Günter Weseler
breathing object, carpet, 1980

Artist
Günter Weseler

Title
breathing object, carpet

Year of creation
1980

Technology and dimensions
carpet, rabbit fur, motor, 160 x 115 x 12 cm

Year of acquisition
2011

Acquisition of the foundation

Working with the breathing objects, changing connections in terms of position, place and situation soon showed me that their character could change completely, that the objects became fundamental symbolic figures for certain life situations or certain fears.

Also that they change their environment at the same time: Kienholz criticized a breathing object in the corner of his brothel environment.

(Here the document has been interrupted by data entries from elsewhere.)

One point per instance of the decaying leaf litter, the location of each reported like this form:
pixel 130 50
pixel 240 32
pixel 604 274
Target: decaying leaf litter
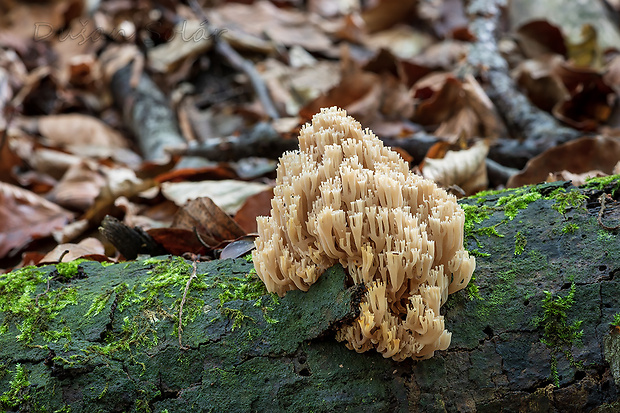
pixel 169 118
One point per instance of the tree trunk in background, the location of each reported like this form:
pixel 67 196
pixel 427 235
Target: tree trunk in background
pixel 106 338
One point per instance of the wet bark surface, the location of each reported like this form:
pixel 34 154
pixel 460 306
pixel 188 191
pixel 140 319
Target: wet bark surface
pixel 107 338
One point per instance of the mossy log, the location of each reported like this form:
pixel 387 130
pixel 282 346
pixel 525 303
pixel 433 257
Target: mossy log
pixel 533 333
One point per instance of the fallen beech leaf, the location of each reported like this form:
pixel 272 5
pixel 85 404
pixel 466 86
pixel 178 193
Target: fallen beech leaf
pixel 238 248
pixel 228 194
pixel 578 156
pixel 25 216
pixel 177 241
pixel 587 51
pixel 284 26
pixel 539 37
pixel 402 40
pixel 359 93
pixel 457 168
pixel 544 88
pixel 256 205
pixel 212 223
pixel 167 57
pixel 458 108
pixel 79 187
pixel 88 246
pixel 386 13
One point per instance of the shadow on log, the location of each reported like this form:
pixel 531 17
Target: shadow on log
pixel 85 337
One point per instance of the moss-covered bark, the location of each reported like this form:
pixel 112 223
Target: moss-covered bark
pixel 92 338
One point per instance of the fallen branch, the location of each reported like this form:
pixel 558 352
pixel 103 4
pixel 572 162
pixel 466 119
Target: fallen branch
pixel 239 63
pixel 537 129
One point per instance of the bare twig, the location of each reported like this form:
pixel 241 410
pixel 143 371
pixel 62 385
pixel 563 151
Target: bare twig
pixel 191 277
pixel 537 129
pixel 239 63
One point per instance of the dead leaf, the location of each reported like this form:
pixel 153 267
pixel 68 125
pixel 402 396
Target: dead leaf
pixel 177 241
pixel 191 39
pixel 387 13
pixel 227 194
pixel 79 187
pixel 75 128
pixel 286 27
pixel 238 248
pixel 88 246
pixel 465 168
pixel 586 52
pixel 358 93
pixel 25 216
pixel 402 40
pixel 539 38
pixel 455 107
pixel 211 222
pixel 578 156
pixel 256 205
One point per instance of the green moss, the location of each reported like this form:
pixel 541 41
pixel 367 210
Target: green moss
pixel 474 214
pixel 567 200
pixel 18 389
pixel 237 316
pixel 69 269
pixel 520 242
pixel 512 204
pixel 249 287
pixel 604 236
pixel 603 182
pixel 472 291
pixel 558 335
pixel 570 228
pixel 27 301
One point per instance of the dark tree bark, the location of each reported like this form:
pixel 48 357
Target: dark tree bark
pixel 107 338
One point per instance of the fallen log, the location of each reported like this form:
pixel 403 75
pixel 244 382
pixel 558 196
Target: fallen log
pixel 534 331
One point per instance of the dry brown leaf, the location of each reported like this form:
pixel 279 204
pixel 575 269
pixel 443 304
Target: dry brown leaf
pixel 211 222
pixel 25 216
pixel 292 88
pixel 228 194
pixel 457 108
pixel 402 40
pixel 333 8
pixel 190 40
pixel 75 128
pixel 387 13
pixel 539 38
pixel 359 93
pixel 578 156
pixel 543 87
pixel 79 187
pixel 286 27
pixel 460 167
pixel 255 206
pixel 88 246
pixel 38 20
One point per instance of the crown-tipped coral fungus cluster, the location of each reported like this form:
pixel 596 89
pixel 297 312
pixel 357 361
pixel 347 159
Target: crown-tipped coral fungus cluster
pixel 345 198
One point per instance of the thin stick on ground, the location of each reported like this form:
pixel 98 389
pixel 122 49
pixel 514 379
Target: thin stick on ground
pixel 239 63
pixel 191 277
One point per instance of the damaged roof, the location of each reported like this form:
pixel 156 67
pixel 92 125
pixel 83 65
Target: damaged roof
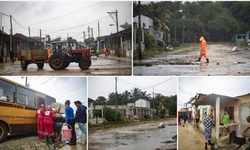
pixel 210 99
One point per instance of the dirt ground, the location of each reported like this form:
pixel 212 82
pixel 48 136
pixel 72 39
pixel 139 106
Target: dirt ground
pixel 101 66
pixel 179 62
pixel 135 137
pixel 190 139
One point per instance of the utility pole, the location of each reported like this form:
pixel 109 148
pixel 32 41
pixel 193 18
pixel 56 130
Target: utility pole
pixel 83 38
pixel 153 102
pixel 164 26
pixel 92 32
pixel 116 100
pixel 174 26
pixel 88 32
pixel 40 35
pixel 11 42
pixel 116 21
pixel 139 20
pixel 99 43
pixel 29 37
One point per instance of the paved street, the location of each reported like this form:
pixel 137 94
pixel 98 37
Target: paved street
pixel 101 66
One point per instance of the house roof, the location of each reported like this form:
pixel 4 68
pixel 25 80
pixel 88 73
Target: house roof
pixel 210 99
pixel 90 100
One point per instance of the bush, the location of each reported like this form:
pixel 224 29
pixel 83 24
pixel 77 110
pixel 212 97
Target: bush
pixel 109 114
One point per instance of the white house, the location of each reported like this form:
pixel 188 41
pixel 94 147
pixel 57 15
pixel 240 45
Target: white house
pixel 144 20
pixel 142 103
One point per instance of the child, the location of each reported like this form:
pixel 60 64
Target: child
pixel 248 120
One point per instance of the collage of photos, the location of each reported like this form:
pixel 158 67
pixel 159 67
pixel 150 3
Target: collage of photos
pixel 124 75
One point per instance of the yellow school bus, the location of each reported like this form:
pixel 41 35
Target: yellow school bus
pixel 18 106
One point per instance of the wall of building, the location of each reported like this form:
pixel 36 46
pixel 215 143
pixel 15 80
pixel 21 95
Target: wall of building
pixel 244 107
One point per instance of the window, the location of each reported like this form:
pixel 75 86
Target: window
pixel 50 100
pixel 6 91
pixel 25 96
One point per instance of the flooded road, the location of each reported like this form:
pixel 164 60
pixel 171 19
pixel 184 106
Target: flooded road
pixel 101 66
pixel 179 62
pixel 135 137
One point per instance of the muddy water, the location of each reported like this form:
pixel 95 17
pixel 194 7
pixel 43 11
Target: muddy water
pixel 134 140
pixel 180 62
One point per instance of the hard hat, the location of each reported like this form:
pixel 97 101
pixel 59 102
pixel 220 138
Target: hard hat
pixel 48 107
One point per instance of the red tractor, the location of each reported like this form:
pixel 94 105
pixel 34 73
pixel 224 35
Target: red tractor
pixel 62 55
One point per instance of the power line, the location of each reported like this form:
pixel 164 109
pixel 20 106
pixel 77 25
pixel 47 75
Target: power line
pixel 44 82
pixel 67 14
pixel 71 90
pixel 99 85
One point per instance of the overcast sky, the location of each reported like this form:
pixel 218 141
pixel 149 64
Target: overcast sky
pixel 102 86
pixel 57 18
pixel 229 86
pixel 61 88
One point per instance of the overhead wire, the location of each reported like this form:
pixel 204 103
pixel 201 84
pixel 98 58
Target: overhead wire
pixel 66 14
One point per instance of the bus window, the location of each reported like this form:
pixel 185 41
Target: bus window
pixel 6 91
pixel 50 100
pixel 25 96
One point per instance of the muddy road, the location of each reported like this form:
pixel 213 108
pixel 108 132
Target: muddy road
pixel 101 66
pixel 179 62
pixel 135 137
pixel 190 139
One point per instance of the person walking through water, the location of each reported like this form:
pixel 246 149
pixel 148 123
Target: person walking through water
pixel 40 116
pixel 203 49
pixel 49 124
pixel 70 120
pixel 208 122
pixel 81 119
pixel 197 120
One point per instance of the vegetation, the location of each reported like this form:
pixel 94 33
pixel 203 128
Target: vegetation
pixel 159 102
pixel 217 21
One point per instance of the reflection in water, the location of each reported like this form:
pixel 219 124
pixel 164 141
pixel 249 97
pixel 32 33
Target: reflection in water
pixel 149 139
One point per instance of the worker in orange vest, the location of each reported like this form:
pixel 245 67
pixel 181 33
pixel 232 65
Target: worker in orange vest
pixel 105 50
pixel 49 124
pixel 40 116
pixel 203 49
pixel 48 51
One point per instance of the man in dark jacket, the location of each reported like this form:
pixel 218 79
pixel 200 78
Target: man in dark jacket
pixel 81 119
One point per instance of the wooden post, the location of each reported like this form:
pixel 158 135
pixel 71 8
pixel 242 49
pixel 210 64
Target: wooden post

I noted these experiences at the time as follows: “Actually, the railing of the child's bed was only intended as protection so that no one would sit on the lying, breathing creature... but I discovered that the object suddenly took on a completely different character:

something completely unseemly threatening "Violent things came from him..." - It was the discovery that breathing objects change significantly depending on the place in which they are located.
Objects that are relatively abstract in the middle of the wall, at best “submarine”, appear to have wings when sitting on an edge; and easily frightened, they might flutter away again. They are hidden in the corner or in the nook, sometimes lurking a little, crouching on a tree trunk they become parasites, on the human body, if possible on the neck, they can spread terror like a nasty tumor.

Breathing objects in connection with folds, in old, valuable carpets, sometimes cracked and worn, become symbols of transience (nothing can exist without its opposite). (Oslo)

In an exhibition of my work in the Wiesbaden Museum, an art historian commented: “The internal material rottenness of the entire museum holdings could not be better demonstrated by anything than these carpets and tapestries infested with growth...”

The ambiguity is in no way limited, but rather wins of mystery, since a component appears that is rather opposite to the character created by the form of movement. The originally “general metaphors of organic life” now become metaphors of the parasitic proliferation or the trapped sufferer (in a cage) or the violent usurper (cot), etc. The objects, the place, the space become part of a statement.

The breathing objects gave me the opportunity to artistically formulate a variety of environmental experiences and problems.